Getting Started
For added security with your database server, you can connect using an SSH tunnel. To use this option, you need an SSH tunnel server that has access to your database port. You’ll need to create an SSH user for Savant and the tunnel server's SSH port needs to be accessible to Savant’s IPs.
You can check that your database is accessible from the proxy machine by trying to connect to the host:port from the proxy machine. Here is an example using netcat on the proxy machine:
nc -w 10 -t -v <server> <port>
You also need to open port 22 of the proxy machine to Savant's IP. The Savant gateway IPs are listed below for each geo.
Worldwide App (non-EU):
35.188.163.165
35.188.99.19
3.20.192.126
3.136.174.242
3.21.111.255
EU App:
34.22.229.169
34.79.28.74
34.251.112.30
54.220.36.32
63.32.243.56
SSH Tunnel Setup
These steps take you through basic database connection setup. You will need to complete setup by choosing one of three SSH tunnel connection methods.
Create SSH User
On your SSH tunnel server, do the following to create an SSH user for Savant:
Create group:
sudo groupadd savant |
Create user:
sudo useradd -m -g savant savant |
Switch to the Savant user:
sudo su - savant |
Create .ssh directory:
mkdir ~/.ssh |
Set permissions for the .ssh directory:
chmod 700 ~/.ssh |
Switch to the .ssh directory:
cd ~/.ssh |
Create an authorized key file:
touch authorized_keys |
Set permissions for the authorized key file:
chmod 600 authorized_keys |
Verify SSH Tunnel
On your SSH tunnel server, you can use putty or the ssh command line to verify that the savant user can ssh into the tunneling server. If an error message is returned, then there is a configuration issue with your SSH tunnel server.
Verify access to the shell and home directory:
ssh savant@{ssh_tunnel_server} |
Create a reverse tunnel:
ssh -R 8080:localhost:11111 user@{ssh_tunnel_server} |
Test the reverse tunnel:
nc -v 127.0.0.1 8080 |
Configure Savant
In your Savant workspace, do the following to connect to your SSH tunnel:
Go to the Systems page and click Add System
Select your data warehouse connector and click Next
Enter your Server for SSH
This is the host name or IP address of the SSH server
Enter the Port for SSH
This is generally 22
Enter the Username for SSH
This is the user created on the SSH server
Click Use SSL
Click SSH Tunnel
Complete one of the credentials methods
Click Authenticate and then Confirm
Authentication Option #1: Password
This method uses a username and password to connect Savant to your SSH tunnel.

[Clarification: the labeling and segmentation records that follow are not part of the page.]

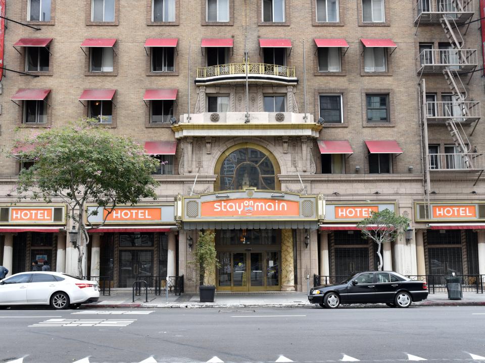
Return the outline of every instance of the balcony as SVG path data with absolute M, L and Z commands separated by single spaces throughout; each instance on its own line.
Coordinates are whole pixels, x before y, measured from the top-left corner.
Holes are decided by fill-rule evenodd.
M 480 119 L 480 102 L 427 102 L 426 113 L 428 125 L 445 125 L 451 119 L 469 125 Z
M 474 0 L 416 0 L 414 25 L 440 25 L 444 15 L 451 17 L 457 25 L 468 21 L 475 13 Z
M 485 169 L 483 154 L 429 154 L 428 157 L 430 171 L 476 173 Z
M 419 74 L 441 74 L 447 68 L 460 74 L 474 70 L 478 56 L 476 49 L 424 49 L 417 61 Z
M 264 63 L 248 64 L 248 80 L 251 83 L 271 83 L 296 85 L 298 79 L 295 67 Z M 231 63 L 221 66 L 197 68 L 197 85 L 217 83 L 244 83 L 246 81 L 244 63 Z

Select the Password option
Enter the password of the SSH tunnel user created for Savant
Passwords are encrypted before saving to Savant. The encryption key is not accessible by Savant employees and rotated regularly.
Authentication Option #2: Public Key
This method uses a public key from Savant to authenticate with the SSH tunnel server.
Select the Savant Public Key option
On the SSH tunnel server, go to the home directory for the Savant user
Open file $HOME/.ssh/authorized_keys
Create the text file if it does not exist
Paste the public key copied from Savant UI to the file as a new line
Authentication Option #3: Private Key
This method uses your own private key to authenticate Savant with the SSH tunnel server.
Select the Savant Private Key option
On the SSH tunnel server, use the ssh-keygen command to create a new key pair
A paraphrase is recommended, but not required
Write down the public and private keys
Go to the home directory for the Savant user
Open file $HOME/.ssh/authorized_keys
Create the text file if it does not exist
Paste the generated public key to the file as a new line
Paste the generated private key to Savant
Enter the passphrase, if any, used to generate the new key pair
Private keys are encrypted before saving to Savant. The encryption key is not accessible by Savant employees and rotated regularly.